UNri Lennox è uno dei più sofisticati R&B contemporanei, preferendo una tavolozza di jazz lussureggiante, soul e hip-hop degli anni ’90 al suono più fluido del genere spinto dai contemporanei SZA e Kehlani. Ma in alcune canzoni del suo nuovo album, Emptiness, rende assolutamente chiaro che tradizione e natura selvaggia possono coesistere, con risultati favolosamente scintillanti: in Beneath the Moon, descrive un amante come “vizioso / Come un lupo mannaro / Quando ci sei dentro” e procede a ululare “moooooooooon” come se fosse in una vecchia creatura.
Emptiness, il terzo album di Lennox, è di gran lunga il suo più divertente, e se non è così accattivante come Age/Intercourse/Location del 2022, compensa con testi astuti e un suono arioso e aperto. Cool Down è un ibrido reggae/R&B che sembra praticamente fatto aerogele che abbina la sua leggerezza estiva a testi spiritosi che dicono a un ragazzo di rilassarsi.

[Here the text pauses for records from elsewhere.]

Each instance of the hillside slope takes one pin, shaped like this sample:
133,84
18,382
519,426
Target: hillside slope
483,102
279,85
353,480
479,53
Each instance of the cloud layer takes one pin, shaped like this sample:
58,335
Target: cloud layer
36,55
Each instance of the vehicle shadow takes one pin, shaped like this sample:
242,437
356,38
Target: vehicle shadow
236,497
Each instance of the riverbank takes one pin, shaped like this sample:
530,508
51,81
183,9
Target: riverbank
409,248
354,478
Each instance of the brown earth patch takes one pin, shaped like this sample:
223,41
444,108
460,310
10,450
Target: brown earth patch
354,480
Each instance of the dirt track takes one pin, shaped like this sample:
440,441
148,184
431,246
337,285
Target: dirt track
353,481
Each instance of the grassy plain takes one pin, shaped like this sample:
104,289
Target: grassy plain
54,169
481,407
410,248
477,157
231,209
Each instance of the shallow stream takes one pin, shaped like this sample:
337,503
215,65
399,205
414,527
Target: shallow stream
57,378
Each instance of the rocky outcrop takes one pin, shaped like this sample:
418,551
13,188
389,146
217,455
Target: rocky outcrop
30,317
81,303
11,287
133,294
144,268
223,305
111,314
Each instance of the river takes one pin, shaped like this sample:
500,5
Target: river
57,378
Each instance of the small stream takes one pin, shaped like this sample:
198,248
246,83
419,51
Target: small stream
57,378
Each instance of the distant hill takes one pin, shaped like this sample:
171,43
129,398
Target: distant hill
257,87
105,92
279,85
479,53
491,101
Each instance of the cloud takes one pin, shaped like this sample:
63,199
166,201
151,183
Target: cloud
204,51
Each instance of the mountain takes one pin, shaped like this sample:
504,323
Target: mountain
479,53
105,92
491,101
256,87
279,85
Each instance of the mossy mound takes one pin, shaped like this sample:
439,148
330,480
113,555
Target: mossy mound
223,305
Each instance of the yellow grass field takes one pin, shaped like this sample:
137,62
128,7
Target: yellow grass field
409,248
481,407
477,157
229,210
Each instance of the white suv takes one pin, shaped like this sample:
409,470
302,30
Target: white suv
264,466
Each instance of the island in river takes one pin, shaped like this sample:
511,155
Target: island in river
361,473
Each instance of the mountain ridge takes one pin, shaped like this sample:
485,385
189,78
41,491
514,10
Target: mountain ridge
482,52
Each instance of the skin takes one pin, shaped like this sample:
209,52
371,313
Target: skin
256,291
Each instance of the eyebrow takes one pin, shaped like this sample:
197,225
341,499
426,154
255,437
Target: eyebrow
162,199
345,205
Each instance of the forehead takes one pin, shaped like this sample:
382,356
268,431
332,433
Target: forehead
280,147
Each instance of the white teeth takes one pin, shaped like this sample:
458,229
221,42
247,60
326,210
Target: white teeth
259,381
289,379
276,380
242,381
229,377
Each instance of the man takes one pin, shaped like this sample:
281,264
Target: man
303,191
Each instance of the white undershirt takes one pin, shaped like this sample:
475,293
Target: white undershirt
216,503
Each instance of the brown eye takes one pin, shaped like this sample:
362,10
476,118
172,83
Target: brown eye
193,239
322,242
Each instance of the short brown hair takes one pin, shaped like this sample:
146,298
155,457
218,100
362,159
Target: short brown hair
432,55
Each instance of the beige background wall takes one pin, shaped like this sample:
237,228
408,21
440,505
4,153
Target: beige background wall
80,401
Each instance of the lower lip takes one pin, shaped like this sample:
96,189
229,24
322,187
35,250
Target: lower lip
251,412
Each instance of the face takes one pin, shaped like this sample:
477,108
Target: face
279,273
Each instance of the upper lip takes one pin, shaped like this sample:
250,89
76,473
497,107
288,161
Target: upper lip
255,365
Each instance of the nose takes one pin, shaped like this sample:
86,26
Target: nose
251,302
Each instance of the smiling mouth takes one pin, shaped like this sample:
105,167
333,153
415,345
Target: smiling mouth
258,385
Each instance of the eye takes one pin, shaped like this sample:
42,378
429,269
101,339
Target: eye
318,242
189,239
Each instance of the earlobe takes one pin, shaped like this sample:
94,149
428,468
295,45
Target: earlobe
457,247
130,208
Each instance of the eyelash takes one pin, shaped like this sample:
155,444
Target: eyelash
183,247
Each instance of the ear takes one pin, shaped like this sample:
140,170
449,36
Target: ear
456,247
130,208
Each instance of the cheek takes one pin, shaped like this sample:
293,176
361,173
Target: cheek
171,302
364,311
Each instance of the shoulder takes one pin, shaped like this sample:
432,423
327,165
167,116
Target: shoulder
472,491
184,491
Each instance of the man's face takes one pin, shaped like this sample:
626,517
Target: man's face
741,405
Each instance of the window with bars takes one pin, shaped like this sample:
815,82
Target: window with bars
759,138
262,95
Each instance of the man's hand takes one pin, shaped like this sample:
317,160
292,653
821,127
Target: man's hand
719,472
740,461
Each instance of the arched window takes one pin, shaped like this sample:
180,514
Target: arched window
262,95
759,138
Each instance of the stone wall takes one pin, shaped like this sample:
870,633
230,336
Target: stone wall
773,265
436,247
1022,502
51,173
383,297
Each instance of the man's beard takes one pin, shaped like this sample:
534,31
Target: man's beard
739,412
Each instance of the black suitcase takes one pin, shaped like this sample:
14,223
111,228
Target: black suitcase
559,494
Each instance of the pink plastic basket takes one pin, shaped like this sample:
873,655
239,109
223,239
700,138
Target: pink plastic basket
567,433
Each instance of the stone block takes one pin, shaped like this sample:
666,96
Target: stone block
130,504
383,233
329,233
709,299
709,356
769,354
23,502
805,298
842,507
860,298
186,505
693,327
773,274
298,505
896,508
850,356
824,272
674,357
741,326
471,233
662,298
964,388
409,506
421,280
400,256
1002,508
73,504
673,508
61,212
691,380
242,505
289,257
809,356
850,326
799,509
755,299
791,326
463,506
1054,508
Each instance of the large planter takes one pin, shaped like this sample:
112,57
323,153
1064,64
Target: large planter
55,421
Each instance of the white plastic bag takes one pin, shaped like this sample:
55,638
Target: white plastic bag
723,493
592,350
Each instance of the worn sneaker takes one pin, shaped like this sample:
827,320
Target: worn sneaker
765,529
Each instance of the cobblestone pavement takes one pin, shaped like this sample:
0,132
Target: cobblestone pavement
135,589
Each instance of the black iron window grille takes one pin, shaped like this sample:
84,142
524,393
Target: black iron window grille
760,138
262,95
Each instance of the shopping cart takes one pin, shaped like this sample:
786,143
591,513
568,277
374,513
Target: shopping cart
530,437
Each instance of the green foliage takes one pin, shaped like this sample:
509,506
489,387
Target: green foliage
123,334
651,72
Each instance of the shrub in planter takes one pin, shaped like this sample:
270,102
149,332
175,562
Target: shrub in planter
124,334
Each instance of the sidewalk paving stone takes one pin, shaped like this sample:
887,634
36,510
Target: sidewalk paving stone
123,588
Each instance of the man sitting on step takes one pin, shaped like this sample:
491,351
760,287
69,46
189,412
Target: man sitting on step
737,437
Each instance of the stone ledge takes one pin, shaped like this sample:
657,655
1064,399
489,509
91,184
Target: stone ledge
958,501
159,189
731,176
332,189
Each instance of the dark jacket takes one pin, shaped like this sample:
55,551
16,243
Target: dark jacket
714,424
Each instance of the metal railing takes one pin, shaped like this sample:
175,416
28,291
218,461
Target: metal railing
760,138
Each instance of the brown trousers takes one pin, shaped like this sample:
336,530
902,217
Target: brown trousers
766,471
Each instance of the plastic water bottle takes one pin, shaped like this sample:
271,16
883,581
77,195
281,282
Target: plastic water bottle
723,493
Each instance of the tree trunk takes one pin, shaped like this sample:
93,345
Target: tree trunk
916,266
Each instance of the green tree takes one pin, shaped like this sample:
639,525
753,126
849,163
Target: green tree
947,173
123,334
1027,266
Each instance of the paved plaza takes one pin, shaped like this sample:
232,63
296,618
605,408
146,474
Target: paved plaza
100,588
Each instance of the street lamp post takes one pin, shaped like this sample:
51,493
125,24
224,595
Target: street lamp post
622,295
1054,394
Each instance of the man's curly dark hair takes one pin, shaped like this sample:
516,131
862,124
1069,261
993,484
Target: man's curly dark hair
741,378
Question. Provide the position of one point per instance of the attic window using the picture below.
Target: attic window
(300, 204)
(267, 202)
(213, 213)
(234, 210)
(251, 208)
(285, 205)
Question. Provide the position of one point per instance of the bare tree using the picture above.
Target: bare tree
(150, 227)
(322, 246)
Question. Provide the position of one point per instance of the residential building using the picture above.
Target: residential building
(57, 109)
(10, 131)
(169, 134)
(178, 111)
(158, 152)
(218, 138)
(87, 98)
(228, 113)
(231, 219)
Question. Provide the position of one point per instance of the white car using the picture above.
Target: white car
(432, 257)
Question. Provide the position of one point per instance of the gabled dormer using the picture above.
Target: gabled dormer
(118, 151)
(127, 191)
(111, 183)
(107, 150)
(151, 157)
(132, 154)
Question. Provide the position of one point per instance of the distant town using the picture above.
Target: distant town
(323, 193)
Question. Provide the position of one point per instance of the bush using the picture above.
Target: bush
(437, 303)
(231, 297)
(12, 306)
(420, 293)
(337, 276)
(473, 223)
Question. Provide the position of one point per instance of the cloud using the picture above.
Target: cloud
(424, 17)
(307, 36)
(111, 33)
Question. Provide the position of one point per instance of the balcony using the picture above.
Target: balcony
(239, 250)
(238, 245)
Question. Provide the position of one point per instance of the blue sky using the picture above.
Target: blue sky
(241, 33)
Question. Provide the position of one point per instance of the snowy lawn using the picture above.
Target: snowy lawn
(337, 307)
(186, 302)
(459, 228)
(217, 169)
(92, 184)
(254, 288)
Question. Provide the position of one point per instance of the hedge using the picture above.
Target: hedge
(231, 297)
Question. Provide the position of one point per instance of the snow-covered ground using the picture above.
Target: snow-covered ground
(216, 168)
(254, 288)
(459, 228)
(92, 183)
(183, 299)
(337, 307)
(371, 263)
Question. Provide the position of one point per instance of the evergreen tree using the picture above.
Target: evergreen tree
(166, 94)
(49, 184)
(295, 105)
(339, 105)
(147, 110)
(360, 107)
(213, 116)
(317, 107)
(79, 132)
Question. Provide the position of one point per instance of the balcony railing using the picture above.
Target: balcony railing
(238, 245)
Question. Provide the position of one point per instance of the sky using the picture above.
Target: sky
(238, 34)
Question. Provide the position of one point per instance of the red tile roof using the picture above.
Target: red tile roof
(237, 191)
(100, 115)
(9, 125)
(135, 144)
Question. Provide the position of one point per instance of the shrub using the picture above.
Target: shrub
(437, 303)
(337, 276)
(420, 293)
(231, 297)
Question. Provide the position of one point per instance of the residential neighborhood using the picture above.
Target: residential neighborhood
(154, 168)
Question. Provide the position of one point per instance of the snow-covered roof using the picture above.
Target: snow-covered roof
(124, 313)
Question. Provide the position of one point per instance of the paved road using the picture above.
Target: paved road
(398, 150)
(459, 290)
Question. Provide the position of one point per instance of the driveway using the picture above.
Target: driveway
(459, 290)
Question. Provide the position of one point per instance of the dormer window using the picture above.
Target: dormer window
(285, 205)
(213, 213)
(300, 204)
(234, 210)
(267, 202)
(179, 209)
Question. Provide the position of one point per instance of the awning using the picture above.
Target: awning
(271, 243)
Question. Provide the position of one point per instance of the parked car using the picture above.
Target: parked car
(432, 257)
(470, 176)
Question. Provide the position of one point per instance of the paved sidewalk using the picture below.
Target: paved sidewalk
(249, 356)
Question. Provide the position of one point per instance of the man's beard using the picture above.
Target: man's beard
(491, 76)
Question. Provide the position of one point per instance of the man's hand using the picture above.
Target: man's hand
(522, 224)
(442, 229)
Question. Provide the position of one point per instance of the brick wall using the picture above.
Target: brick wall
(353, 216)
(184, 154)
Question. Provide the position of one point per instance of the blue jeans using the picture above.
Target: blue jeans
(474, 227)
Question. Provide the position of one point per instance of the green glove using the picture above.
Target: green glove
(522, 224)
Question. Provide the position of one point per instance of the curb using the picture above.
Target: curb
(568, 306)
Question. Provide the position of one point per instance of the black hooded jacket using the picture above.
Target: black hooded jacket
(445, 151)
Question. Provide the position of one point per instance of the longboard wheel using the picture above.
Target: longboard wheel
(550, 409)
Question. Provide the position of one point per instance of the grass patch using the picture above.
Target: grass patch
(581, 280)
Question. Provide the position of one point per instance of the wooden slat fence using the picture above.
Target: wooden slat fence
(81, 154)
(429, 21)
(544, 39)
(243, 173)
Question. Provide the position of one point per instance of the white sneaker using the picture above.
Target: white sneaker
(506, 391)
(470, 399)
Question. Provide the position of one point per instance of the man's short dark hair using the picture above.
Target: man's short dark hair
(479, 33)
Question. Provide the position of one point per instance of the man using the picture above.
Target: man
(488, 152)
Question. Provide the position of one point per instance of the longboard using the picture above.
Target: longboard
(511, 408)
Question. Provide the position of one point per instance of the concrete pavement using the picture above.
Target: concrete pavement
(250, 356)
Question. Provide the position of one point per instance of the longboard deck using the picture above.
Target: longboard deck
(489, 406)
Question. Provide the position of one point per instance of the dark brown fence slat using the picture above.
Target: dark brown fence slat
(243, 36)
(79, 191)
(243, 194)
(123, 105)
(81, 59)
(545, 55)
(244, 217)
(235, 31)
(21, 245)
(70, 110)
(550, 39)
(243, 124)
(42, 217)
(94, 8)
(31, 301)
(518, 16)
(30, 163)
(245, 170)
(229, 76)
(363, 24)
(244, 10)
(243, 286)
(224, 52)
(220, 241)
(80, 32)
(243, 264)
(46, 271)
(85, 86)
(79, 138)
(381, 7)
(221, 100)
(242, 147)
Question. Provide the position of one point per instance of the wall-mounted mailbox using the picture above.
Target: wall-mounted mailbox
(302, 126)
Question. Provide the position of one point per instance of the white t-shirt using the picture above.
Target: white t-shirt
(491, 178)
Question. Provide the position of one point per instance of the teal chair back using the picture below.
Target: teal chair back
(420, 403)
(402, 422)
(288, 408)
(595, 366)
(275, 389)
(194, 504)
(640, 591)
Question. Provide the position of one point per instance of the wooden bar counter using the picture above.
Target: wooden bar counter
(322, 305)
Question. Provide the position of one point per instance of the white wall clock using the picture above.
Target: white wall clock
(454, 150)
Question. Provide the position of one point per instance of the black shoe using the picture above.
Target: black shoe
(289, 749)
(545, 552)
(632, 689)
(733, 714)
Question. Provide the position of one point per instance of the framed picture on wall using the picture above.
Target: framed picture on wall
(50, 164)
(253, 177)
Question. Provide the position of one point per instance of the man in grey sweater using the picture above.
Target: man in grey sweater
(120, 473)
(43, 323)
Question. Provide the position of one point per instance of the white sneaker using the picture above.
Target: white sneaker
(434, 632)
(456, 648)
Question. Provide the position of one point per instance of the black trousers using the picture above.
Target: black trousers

In Mobbin in DC, abbina la disinvoltura da cantante lounge con acclamazioni avvincenti (“Sai dove sono / Questo non è calcolo / No ChatGPT”), mentre l’impettito Horoscope, con il suo hook di “That boy put the ho’ in ‘horoscope'”, è un sicuro successo virale futuro come non ho mai sentito.
Si è parlato molto delle difficoltà di Lennox nel settore – ha subito molestie da parte di DJ radiofonici e ha combattuto pubblicamente con le etichette del passato – ma l’assoluta disinvoltura con cui si esibisce in Emptiness suggerisce che c’è molta strada da percorrere.